In the spring of 1868, conductor and pianist Anton Rubenstein asked Camille Saint-Saëns to arrange a concert at the Salle Pleyel in Paris, with Saint-Saëns as piano soloist and Rubenstein conducting. Upon discovering that the hall was booked for three weeks, Saint-Saëns proposed that he spend the time writing a new piano concerto that he could premiere, along with a performance of his first piano concerto (1858) and his Tarantelle (1857). Saint-Saëns knocked off the work in about two weeks, but that was barely enough time to rehearse, and the piece suffered from the lack of polish at the May 8 premiere. The audience was not very receptive, and pianist Zygmunt Stojowski famously joked that its musical styles were all over the map: “it begins with Bach and ends with Offenbach.”

Franz Liszt, however, to whom Saint-Saëns sent a copy of the score, knew a crowd-pleaser when he saw one.

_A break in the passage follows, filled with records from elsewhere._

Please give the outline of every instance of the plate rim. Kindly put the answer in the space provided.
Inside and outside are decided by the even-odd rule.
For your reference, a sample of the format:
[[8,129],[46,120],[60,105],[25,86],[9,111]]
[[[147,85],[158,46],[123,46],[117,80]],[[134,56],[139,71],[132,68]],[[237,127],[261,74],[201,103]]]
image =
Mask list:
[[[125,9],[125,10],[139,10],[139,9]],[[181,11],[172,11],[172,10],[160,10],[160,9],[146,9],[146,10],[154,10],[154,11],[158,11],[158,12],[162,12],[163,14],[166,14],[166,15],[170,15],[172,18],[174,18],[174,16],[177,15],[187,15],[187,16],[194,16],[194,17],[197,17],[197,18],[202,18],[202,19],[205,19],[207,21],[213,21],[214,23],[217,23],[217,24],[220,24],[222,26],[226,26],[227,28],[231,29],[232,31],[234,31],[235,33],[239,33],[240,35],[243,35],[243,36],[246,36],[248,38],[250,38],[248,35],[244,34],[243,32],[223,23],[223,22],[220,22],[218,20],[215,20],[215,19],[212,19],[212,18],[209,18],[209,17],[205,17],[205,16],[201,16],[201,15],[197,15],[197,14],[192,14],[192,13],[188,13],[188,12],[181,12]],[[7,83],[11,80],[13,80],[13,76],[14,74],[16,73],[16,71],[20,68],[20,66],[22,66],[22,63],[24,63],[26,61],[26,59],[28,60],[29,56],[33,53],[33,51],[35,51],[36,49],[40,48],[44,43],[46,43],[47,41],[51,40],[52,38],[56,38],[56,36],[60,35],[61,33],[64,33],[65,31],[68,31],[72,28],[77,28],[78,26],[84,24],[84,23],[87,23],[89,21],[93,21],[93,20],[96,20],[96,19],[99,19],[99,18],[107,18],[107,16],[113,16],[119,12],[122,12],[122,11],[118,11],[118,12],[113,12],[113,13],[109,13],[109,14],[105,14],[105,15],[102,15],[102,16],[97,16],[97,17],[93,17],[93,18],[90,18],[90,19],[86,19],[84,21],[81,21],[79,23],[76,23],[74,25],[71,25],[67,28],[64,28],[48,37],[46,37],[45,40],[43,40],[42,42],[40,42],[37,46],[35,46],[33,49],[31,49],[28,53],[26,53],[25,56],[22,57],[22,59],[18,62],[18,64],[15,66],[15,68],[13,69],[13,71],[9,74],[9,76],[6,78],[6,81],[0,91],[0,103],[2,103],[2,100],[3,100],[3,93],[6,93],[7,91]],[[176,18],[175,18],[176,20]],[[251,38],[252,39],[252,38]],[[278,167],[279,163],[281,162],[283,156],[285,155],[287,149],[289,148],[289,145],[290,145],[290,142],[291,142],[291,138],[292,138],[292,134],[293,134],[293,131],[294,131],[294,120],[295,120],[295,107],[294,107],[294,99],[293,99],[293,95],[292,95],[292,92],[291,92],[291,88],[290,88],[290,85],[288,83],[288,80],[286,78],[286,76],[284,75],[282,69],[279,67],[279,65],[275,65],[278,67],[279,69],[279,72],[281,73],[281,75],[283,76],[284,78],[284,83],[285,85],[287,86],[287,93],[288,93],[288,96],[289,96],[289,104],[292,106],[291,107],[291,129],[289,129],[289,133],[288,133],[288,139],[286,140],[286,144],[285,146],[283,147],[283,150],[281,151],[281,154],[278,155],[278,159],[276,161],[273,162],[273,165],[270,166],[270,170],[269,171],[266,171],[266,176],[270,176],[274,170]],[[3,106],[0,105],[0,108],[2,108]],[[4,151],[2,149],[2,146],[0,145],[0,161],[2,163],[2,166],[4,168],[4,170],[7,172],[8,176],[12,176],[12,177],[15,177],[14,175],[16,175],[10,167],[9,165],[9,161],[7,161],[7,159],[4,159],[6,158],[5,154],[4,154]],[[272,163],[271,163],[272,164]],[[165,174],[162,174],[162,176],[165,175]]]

He wrote:

“I want to thank you again for your Second Concerto, which I greatly applaud. … you take into just account the role of the pianist without sacrificing anything of the ideas of the composer, which is an essential rule in this class of work… The totality of the work pleases me singularly. It ought to meet with success in every country.”

And indeed, the concerto soon began pleasing both soloists and audiences, who admired its dash, flair, and musical showmanship.

The concerto breaks from the ordinary by placing the ‘slow’ movement in first rather than second position. The Andante sostenuto begins with a Bach-like improvisation (hence Stojowksi’s quip) that soon segues to dramatic arpeggios–typical for Saint-Saëns, who began his career as a child keyboard prodigy. The main theme was based on a Tantum ergo motet that Gabriel Fauré had shown to his teacher Saint-Saëns, who is said to have exclaimed, “Give this to me. I can make something of it!” And so he did, pairing the melancholy tune with a second motif of his own, embellished in thirds. The movement closes with a huge cadenza for the soloist, and the reprise of the Bach motif.

From the G minor of the opening we move to E-flat major in the Allegro scherzando. Marked leggieramente, “light and brisk,” the movement is a witty conversation in 6/8 between the soloist and orchestra, with flashes of the same humor we know so well from the composer’s later Carnival of the Animals (1886).

The finale, Presto, returns to G minor in a tarantella, the fast and furious Italian form well-loved by the Romantic composers. The piano soloist exchanges rapid-fire dialog with the full orchestra, in what one current critic has described as “chase-me-Charlie up and down the keyboard.” The 2/2 rondo ends with a brilliant coda that Liszt no doubt recognized–being something of a ham himself–as a chance for the soloist to pull out all the stops and “bring ’em home.”